Since HAFS was founded in 1990, all its publications have stated that Emanuel Hungerford, patriarch of the Australian Hungerfords, was born in Co Cork on 1 February 1785. My new set of posts on the Ancestry of Emanuel Hungerford aims to provide evidence for the names, relationships, dates and places and items of interest about each of his ancestors. So imagine my surprise when I discovered that I couldn’t find any primary evidence for the most fundamental fact of all: Emanuel’s date of birth.
I became interested in family history as a teenager. I first learned of my descent from Captain Emanuel Hungerford thanks to information shared by my great-uncle, Canon Mel Newth, in 1985. However, nowhere in my notes (going back to the 1980s) is there a source for the date of Emanuel Hungerford’s birth.

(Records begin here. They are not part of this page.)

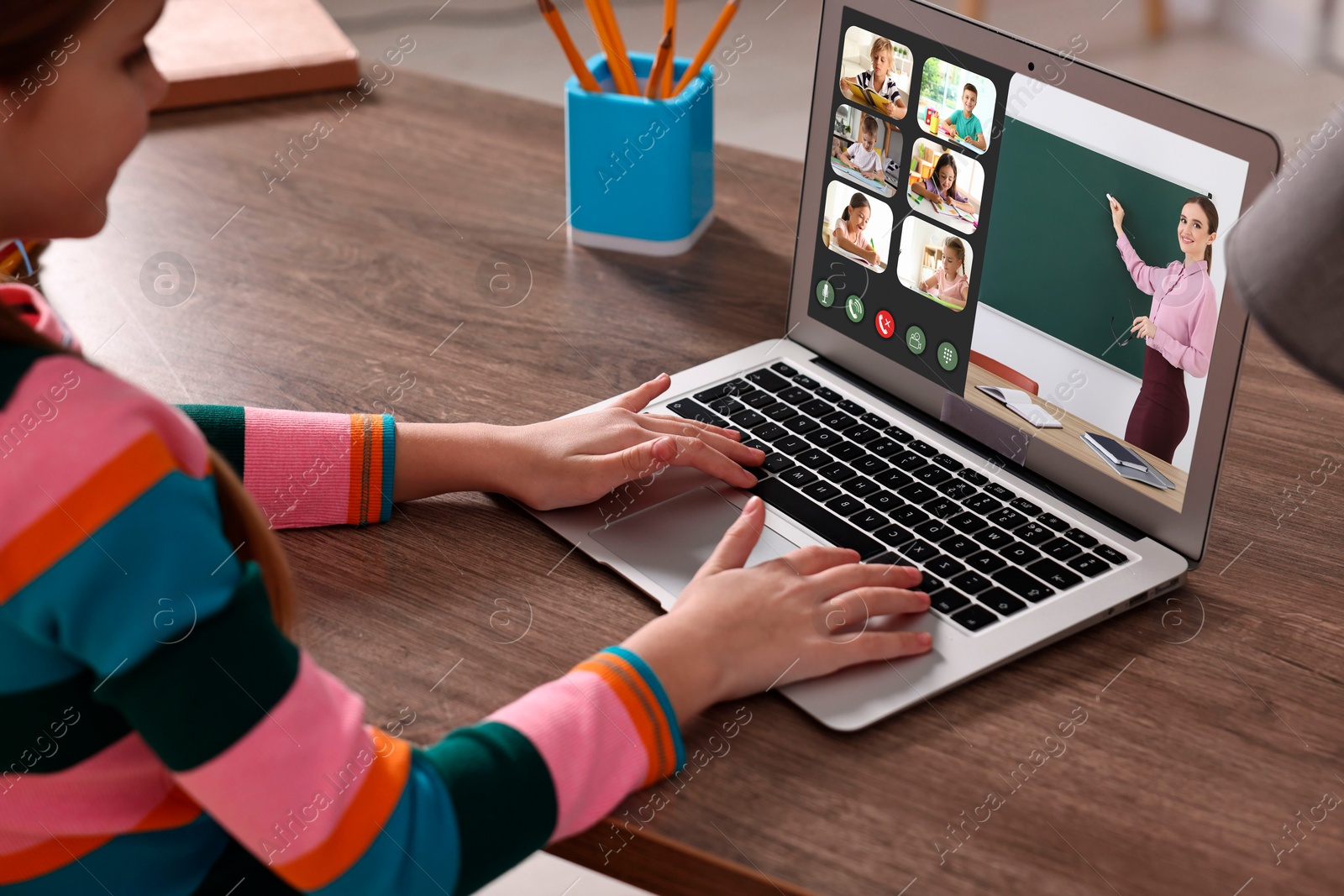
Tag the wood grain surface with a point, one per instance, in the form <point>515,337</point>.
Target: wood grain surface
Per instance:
<point>1068,437</point>
<point>1211,718</point>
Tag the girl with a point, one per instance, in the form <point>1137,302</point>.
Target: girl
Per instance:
<point>847,233</point>
<point>880,80</point>
<point>1179,329</point>
<point>949,281</point>
<point>228,762</point>
<point>941,187</point>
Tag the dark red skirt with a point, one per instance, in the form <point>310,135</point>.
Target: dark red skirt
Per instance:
<point>1162,411</point>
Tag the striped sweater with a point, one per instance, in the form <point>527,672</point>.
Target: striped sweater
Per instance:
<point>161,736</point>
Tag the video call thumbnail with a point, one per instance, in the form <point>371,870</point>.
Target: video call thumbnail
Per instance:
<point>956,105</point>
<point>866,150</point>
<point>875,71</point>
<point>934,264</point>
<point>857,228</point>
<point>945,186</point>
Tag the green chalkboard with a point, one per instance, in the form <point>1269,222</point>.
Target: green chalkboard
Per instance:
<point>1052,258</point>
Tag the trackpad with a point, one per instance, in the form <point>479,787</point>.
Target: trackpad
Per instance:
<point>669,542</point>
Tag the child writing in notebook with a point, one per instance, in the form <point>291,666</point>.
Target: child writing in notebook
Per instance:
<point>882,80</point>
<point>941,186</point>
<point>949,280</point>
<point>864,155</point>
<point>228,762</point>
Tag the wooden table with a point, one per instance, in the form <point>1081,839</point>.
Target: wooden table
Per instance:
<point>1068,437</point>
<point>1213,716</point>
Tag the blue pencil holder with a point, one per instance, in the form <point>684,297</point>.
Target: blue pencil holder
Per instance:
<point>640,172</point>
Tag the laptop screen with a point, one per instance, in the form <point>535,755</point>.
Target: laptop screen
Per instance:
<point>1047,258</point>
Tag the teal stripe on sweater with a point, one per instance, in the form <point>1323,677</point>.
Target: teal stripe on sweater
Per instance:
<point>138,584</point>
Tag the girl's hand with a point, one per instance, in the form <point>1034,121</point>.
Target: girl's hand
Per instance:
<point>736,631</point>
<point>1117,217</point>
<point>577,459</point>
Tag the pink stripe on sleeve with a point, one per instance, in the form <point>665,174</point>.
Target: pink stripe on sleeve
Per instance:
<point>570,721</point>
<point>297,466</point>
<point>293,768</point>
<point>46,449</point>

There is little doubt Emanuel was born in or about 1785. His age was reported as 43 on the 1828 Census of New South Wales, and as 87 years when he died in 1872. We know that he was born to John and Ann (nee Daunt) Hungerford in Co Cork, though exactly where has never been ascertained. The survival of Church of Ireland baptismal registers for Cork is very patchy, and no entry of baptism has surfaced. Unsurprisingly no birth notice for Emanuel has been found in any of the early Cork newspapers, in a period when birth notices were rare and the birth of a sixth son was wholly unremarkable.
After much searching, the earliest source of information I can find for Emanuel’s birthday is the entry for “Hungerford of Inchidoney” in the 1912 edition of Burke’s Landed Gentry of Ireland. (The date is not included in earlier editions.) On p 331, we find the following:
Emanuel, Capt. S. Cork Militia, formerly Lieut. 32nd Foot, emigrated to Australia, 1828. He was b. 1 Feb. 1785; m. 1 Feb. 1813, Catherine, dau. of Dr. Loane, and d. at West Maitland, N. S. W., 1872, having had issue.
Burke’s proceeds to give the names of his children and grandchildren. The most detail is for the family of Septimus Hungerford, who in 1912 was still going strong at the age of 87. This suggests Septimus (or one his children or grandchildren) might be the source of the names and dates included in Burke’s.
But here we hit a snag.
The entry contains several mistakes. For starters, Emanuel only served in the one company, the South Cork Militia otherwise known as the 32nd Foot in the Irish Militia. His wife Catherine was the granddaughter, not the daughter, of Dr Loane. And most significantly, Emanuel and Catherine were married on 2 October 1813, not 1 February, as shown by the parish register of St Peter’s Ballymodan (Bandon) and the marriage notices in the Cork newspapers.
It’s entirely possible Emanuel Hungerford really was born on 1 February 1785. But does anyone have any evidence to prove it?